America is a rich country, continued

Below are population-weighted, census tract-level histograms (taken from the 2014 ACS) showing the percentage of each tract living in poverty, the percentage on public assistance, and the percentage of those 25 or older without a high school degree.  On average, Americans live in neighborhoods with only about 12% of households below the poverty line, 9% on cash public assistance, and 14% of those over 25 without a high school diploma.

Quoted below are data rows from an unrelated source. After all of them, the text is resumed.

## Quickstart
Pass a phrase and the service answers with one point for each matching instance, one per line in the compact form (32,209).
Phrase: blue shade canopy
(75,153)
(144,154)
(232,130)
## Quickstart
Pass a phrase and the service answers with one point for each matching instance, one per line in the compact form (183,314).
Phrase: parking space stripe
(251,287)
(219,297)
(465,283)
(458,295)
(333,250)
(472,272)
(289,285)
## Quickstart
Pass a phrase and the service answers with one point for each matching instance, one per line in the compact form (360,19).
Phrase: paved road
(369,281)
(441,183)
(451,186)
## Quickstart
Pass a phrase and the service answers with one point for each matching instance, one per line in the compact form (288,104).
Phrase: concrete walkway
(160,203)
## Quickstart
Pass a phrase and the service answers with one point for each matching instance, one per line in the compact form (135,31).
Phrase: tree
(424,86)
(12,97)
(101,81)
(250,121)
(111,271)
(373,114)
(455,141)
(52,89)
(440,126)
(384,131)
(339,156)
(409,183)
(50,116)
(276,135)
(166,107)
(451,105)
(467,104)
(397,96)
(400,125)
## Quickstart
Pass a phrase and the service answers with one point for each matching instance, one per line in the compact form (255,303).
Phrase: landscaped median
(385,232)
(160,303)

Not only are American household incomes very high, but on average their neighborhoods are affluent as well.

Poverty PercentagePercent on Public AssistancePercentAge25WithNoHS

The medians suggest still more affluence: the median American lives in a neighborhood with 9 percent below the poverty line, 6 percent on public assistance, and 11 percent of adults without a high school degree.

Often, statistics like these are discussed in terms of white or middle class privilege, and it is true that urban areas and the make-up of public schools are both very different from the nation as a whole. That, in many ways, is the key political and social tension of early 21st century America: a very wealthy, predominantly white country with less wealthy and predominantly non-white youth.

But in the rush to spy out conflict, the basic fact should not be overlooked: America, imperfect today as it was yesterday, has given a great bounty of wealth to more of its citizenry than perhaps anywhere else has ever done.